- Born: Sydney, Australia
- Known for: Forming the Australian Women's Flying Club

= Margaret Adams (pilot) =

Australian aviator

Margaret Adams (1915 – 8 October 1987) was an Australian aviator.

==Life==
In 1938, Adams, who was from Sydney, was active in forming the Australian Women's Flying Club (AWFC). She was elected the inaugural president in September 1938. The club was intended as a social club for women pilots, and by 1939 the club had 300 members. Members underwent first aid courses, and studied aircraft engineering and navigation. They also made comforts, such as socks, for the Royal Australian Air Force. In 1940 the Women's Air Training Corps was formed and the clubs became part of that organisation.

In 1958, Adams, by then married and using her married name (Kentley) joined the international women pilots' organisation the Ninety-Nines. In 1960, she and Maie Casey received the charter for the Australian chapter of the organisation at a reception at the Royal Aero Club in London, England.
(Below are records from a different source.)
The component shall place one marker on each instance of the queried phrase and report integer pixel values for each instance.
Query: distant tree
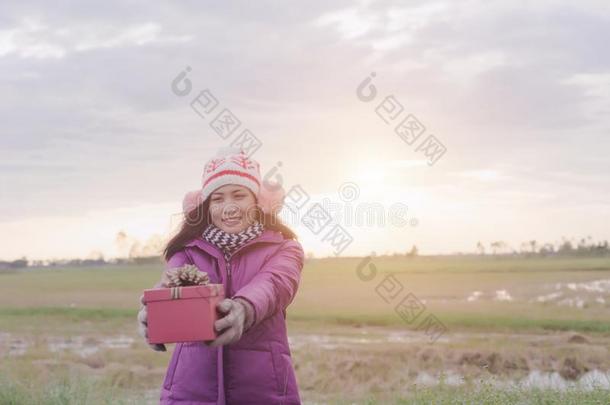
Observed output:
(497, 246)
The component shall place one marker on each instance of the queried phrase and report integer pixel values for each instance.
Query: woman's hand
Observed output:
(233, 324)
(143, 326)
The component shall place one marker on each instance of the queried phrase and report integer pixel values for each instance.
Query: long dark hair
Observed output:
(197, 219)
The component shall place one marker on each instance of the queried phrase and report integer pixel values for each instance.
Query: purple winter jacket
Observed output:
(258, 368)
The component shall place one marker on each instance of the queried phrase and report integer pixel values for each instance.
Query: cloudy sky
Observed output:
(94, 141)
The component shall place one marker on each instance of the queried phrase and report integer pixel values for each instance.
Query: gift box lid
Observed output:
(184, 292)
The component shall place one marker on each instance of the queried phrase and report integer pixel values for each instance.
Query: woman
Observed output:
(232, 232)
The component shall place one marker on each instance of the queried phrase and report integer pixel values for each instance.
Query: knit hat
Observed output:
(232, 166)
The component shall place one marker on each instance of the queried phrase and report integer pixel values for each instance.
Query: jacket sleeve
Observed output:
(275, 285)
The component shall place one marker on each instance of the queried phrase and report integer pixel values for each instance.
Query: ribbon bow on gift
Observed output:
(187, 275)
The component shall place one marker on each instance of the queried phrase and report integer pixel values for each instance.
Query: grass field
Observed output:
(515, 330)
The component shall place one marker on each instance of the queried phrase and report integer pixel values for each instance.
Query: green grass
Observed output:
(103, 301)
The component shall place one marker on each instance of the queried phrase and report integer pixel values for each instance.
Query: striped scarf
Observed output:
(229, 242)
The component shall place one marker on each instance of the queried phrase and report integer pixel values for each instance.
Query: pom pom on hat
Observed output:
(191, 200)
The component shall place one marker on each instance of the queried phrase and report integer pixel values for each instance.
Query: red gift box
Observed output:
(182, 314)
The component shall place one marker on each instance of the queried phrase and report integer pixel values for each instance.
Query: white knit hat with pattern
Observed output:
(230, 166)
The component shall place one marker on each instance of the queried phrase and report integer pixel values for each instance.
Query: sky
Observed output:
(94, 140)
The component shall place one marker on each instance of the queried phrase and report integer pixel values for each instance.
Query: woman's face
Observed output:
(232, 208)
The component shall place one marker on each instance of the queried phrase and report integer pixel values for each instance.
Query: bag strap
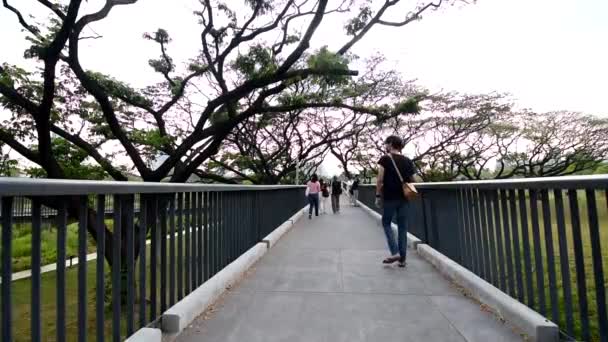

In April 1968, Adams and Anne Carter (a 22-year-old and Australian Woman Pilot of the Year) set out in a Cessna 182 to race a Morris 1100 driven by Jack Murray and Evan Green. The women, who flew only by day, while the men drove around the clock, reached the finish just nine hours and five minutes ahead. In 1973, she navigated a Cessna 172 flown by Marie Richardson to win the Sydney–Dubbo air race on handicap.